Petre Roman remained leader of the FSN. On 28 May 1993, the party was renamed Democratic Party – National Salvation Front (Partidul Democrat – Frontul Salvării Naționale, PD-FSN), before shortening its name to Democratic Party (PD) in 1998.

==Legacy==
The National Salvation Front (FSN) has had a major impact on post-1989 Romanian politics. The two parties that emerged from the National Salvation Front (FSN), more specifically the Social Democratic Party (PSD) and the Democratic Liberal Party (PDL), the latter which ultimately merged into the National Liberal Party (PNL) in 2014, governed or participated in government coalitions from 1990 until today.

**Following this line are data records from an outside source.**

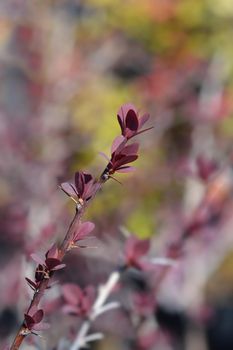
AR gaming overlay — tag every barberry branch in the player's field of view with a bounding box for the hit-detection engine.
[10,104,149,350]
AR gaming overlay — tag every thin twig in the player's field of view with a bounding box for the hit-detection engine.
[70,271,120,350]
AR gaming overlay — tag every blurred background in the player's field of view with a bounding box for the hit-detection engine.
[0,0,233,350]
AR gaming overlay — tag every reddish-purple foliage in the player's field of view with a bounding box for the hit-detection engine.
[30,244,65,280]
[61,171,98,207]
[24,307,49,334]
[117,103,151,139]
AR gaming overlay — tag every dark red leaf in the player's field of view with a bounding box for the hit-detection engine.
[125,109,139,131]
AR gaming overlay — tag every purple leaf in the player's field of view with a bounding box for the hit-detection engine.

The former President Traian Băsescu entered politics as an FSN member and served as Minister of Transportation in several FSN governments. Băsescu, stemming as a presidential candidate from the Democratic Party (PD), as part of the Justice and Truth Alliance (DA), remarked rhetorically in a live TV debate with Adrian Năstase, stemming from the Social Democratic Party (PSD), before the 2004 run-off presidential election: "You know what Romania's greatest curse is right now? It's that Romanians have to choose between two former Communist Party (PCR) members."

==Election results==
=== Legislative elections ===

| Election | Chamber |  |  | Senate |  |  | Position | Aftermath |
| Votes | % | Seats | Votes | % | Seats |
| 1990 | 9,089,659 | 66.31 | 263 / 395 | 9,353,006 | 67.02 | 91 / 119 | 1st | FSN government (1990–1991) |
FSN-PNL-MER-PDAR government (1991–1992)
| 1992 | 1,101,425 | 10.17 | 43 / 341 | 1,133,355 | 10.38 | 18 / 143 | 3rd | Opposition to PDSR minority government (1992–1995) Opposition to PDSR-PUNR-PRM-PSM government (1995–1996) |

=== Presidential elections ===

| Election | Candidate | Votes | % | Position |
|---|---|---|---|---|
| 1990 | Ion Iliescu | 12,232,498 | 85.07 | 1st |
| 1992 | Caius Traian Dragomir | 564,655 | 4.7 | 4th |

==Bibliography==
- Dan Pavel, Iulia Huia, <<Nu putem reuşi decît împreună.>> O istorie analitică a Convenţiei Democratice, 1989-2000, Editura Polirom, Iaşi, 2003.
- Steven D. Roper, Romania: The Unfinished Revolution, Routledge, 2000, ISBN 90-5823-027-9
- Dennis Deletant, Ceaușescu and the Securitate: Coercion and Dissent in Romania, 1965–1989, M.E. Sharpe, London, 1995, ISBN 1-56324-633-3.